Dodd answers questions while signing a book for Robin Roseman of Iowa City.
Questions on other matters popped up as Dodd autographed copies of the book. A query on global warming prompted congratulations to Al Gore on the Nobel Peace Prize and an outline of the Dodd energy plan. “Al Gore and Bill Bradley both say our energy plan is the boldest and most honest of all the candidates,” said Dodd, making a rare these days reference to Gore’s nearly forgotten 2000 rival for the nomination. “Taxing polluters is the only way I know how to deal with this. We borrow a billion dollars a day to buy foreign oil,” and a lot of that goes to hostile nations, he said. Dodd argued his carbon tax would amount to about 10 cents a gallon, and will raise $50 billion.
A couple in line asked the “notch baby” question of Social Security benefits for those born from 1917 to 1922. Dodd said action was unlikely and there have never been more than 40 votes in support of action. The notch baby question dominated 1988 candidate forums, when the notch babies were aged 65 to 70. Now the notch babies who are still around are 85 to 90, and the question rarely surfaces.
"I'm sold," said Dale Shultz, a former Iowa City school board member who was waiting the the book line of about 50 and ready to back Dodd. Longtime local Democratic activist Gertrude MacQueen was also impressed with Dodd, but leaning to another candidate.
I catch Dodd at the end of the line and check if he’s hearing anything on the sump in Iowa about his decision to stay on the Michigan ballot. Not really, says Dodd, and he feels he’s in keeping with the early state pledge he signed, noting that it was the Michigan Democrats, not himself, who placed his name on the ballot. “I haven’t been to Michigan in three years and I’m not going there.”

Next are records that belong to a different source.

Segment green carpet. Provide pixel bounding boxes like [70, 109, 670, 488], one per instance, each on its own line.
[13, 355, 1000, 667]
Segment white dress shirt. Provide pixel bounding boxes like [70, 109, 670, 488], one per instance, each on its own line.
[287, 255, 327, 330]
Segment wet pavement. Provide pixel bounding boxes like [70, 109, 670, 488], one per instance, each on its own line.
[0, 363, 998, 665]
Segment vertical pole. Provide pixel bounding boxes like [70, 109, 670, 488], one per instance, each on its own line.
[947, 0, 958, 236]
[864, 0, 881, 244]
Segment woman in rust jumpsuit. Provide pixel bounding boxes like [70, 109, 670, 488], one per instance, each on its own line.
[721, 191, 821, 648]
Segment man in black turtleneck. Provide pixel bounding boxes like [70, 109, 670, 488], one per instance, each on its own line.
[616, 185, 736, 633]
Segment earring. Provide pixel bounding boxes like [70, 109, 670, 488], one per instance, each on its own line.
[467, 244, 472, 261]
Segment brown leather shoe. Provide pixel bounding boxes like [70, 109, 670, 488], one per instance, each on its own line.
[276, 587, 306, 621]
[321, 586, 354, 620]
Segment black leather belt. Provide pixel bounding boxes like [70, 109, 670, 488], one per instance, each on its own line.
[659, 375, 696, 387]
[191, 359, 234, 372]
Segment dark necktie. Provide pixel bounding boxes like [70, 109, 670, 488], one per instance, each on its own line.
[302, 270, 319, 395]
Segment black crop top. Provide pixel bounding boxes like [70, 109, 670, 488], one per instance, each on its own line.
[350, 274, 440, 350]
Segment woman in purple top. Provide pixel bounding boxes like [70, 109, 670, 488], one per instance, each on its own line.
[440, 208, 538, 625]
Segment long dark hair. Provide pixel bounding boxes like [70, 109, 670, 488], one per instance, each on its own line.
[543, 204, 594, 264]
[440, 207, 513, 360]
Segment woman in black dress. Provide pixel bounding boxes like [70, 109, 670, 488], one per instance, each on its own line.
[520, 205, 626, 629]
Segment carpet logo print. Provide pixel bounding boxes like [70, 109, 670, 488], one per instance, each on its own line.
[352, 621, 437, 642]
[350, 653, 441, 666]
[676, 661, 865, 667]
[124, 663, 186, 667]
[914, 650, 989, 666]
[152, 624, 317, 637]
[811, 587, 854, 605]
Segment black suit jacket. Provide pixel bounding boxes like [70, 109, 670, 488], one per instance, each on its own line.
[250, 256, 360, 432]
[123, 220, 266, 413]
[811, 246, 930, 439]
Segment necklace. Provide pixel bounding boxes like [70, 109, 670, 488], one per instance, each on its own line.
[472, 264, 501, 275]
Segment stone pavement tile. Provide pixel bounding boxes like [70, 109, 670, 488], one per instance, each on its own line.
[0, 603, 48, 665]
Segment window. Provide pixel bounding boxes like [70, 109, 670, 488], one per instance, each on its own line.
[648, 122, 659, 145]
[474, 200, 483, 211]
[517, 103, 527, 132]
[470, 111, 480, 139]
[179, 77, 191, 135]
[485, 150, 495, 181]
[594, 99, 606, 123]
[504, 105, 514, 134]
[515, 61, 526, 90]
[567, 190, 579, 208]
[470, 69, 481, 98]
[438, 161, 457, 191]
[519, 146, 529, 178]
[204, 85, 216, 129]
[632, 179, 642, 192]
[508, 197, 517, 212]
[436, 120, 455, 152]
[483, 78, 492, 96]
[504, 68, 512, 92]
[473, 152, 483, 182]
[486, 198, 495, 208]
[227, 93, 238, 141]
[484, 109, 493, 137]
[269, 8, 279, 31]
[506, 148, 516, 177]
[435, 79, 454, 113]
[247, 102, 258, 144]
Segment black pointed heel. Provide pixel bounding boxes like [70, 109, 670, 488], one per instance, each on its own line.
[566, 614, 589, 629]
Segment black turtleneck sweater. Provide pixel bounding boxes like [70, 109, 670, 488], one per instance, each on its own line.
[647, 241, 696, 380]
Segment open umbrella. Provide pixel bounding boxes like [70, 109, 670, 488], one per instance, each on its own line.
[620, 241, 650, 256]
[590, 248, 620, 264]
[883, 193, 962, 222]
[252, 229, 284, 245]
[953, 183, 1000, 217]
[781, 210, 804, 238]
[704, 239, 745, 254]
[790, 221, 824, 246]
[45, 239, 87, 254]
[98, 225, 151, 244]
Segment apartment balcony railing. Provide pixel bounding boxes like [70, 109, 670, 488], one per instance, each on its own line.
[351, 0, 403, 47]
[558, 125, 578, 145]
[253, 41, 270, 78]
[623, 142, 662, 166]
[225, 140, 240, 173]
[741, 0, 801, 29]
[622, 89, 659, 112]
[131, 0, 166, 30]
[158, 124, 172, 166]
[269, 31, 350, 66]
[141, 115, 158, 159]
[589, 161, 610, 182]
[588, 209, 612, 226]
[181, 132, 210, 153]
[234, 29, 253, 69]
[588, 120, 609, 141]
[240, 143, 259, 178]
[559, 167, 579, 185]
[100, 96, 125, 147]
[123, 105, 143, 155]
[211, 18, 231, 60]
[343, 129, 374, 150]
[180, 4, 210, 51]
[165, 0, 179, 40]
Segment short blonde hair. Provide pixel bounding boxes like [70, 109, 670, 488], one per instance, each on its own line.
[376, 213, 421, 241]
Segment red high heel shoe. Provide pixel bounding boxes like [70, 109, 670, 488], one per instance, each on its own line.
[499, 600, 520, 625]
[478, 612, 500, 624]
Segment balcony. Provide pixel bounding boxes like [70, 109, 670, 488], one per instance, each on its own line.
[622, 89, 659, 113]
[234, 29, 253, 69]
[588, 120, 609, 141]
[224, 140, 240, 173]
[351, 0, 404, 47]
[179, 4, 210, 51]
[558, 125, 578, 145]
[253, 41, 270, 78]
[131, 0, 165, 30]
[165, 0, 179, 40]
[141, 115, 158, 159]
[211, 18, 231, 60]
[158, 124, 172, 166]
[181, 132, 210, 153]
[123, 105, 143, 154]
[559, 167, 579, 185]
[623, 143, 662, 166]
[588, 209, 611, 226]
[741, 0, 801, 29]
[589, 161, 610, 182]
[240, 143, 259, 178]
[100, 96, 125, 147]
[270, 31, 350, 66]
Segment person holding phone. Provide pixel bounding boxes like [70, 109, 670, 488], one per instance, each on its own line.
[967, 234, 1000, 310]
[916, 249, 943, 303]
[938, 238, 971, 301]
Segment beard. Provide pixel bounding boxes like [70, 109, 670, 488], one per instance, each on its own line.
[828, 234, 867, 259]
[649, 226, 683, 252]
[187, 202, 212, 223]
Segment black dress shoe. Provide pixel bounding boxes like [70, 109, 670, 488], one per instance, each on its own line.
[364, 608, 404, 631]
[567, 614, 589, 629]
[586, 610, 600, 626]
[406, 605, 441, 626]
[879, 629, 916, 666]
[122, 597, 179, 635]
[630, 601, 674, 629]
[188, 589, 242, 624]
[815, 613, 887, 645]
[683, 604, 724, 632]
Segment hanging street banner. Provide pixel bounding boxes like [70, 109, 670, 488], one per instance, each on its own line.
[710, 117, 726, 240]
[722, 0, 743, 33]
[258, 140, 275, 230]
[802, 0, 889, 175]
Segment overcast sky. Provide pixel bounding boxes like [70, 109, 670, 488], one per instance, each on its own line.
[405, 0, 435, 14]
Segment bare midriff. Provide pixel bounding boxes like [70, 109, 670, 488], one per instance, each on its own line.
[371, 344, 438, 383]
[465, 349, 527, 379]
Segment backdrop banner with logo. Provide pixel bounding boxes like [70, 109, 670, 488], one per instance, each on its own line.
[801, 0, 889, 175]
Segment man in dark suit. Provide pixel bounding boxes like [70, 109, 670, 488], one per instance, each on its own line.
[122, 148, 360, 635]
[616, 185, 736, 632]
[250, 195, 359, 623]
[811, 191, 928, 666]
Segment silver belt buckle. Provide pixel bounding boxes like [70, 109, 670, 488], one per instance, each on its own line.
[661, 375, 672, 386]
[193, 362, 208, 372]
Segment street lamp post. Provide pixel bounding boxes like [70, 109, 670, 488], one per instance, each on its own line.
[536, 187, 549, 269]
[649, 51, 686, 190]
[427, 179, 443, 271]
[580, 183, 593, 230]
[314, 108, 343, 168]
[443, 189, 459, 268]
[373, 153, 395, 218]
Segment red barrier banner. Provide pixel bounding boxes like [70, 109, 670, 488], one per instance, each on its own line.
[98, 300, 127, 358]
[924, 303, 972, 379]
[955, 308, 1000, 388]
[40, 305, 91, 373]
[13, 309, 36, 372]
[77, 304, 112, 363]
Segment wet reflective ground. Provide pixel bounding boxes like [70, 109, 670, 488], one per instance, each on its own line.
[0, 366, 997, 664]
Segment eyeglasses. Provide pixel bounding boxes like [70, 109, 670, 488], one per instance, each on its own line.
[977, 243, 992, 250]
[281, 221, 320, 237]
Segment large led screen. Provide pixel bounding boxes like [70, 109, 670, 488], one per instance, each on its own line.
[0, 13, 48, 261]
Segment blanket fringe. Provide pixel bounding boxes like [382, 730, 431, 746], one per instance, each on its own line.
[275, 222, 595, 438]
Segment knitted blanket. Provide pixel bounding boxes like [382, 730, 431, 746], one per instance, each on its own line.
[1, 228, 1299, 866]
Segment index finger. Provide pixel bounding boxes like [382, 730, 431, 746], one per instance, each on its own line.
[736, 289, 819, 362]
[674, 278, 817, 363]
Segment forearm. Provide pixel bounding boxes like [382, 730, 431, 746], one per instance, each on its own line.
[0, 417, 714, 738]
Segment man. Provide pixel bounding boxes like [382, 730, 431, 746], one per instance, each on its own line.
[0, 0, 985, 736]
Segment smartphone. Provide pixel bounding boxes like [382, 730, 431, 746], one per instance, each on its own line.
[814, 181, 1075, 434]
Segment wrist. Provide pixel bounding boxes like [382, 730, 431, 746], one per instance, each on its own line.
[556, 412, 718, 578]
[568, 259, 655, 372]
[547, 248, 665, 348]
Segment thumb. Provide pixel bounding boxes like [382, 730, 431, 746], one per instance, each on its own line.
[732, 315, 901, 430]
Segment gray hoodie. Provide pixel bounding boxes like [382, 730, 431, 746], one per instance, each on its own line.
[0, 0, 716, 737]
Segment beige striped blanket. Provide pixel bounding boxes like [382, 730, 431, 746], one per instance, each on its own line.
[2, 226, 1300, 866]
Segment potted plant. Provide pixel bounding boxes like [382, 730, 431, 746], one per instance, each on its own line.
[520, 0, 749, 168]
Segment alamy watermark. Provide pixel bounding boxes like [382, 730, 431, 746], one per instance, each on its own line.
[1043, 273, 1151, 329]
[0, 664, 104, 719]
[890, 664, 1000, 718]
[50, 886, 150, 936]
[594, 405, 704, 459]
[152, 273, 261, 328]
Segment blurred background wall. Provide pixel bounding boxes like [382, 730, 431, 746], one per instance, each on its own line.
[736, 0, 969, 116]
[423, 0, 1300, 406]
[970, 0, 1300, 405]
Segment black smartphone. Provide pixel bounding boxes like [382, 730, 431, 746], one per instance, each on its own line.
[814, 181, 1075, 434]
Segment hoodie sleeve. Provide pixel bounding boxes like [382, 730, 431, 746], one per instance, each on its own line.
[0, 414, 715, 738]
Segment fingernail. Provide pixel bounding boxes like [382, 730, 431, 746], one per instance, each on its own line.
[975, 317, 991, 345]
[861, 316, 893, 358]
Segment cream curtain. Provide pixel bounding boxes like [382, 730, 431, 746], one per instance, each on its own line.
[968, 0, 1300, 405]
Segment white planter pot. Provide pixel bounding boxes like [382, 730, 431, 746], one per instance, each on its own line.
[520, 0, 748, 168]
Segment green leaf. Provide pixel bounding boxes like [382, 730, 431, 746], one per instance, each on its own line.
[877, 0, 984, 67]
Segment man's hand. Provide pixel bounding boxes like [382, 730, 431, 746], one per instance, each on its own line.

I ask Dodd how his father would want to be remembered –- as a Senator, for Nuremberg, or as the father of a president? Dodd laughs at the last and cites his father’s remarks from one of the letters. “Nothing I do will ever be really as important as this,” wrote the then 38-year-old Thomas Dodd in 1946. “Someday the boys will be proud of it.” Six decades later, his son clearly was.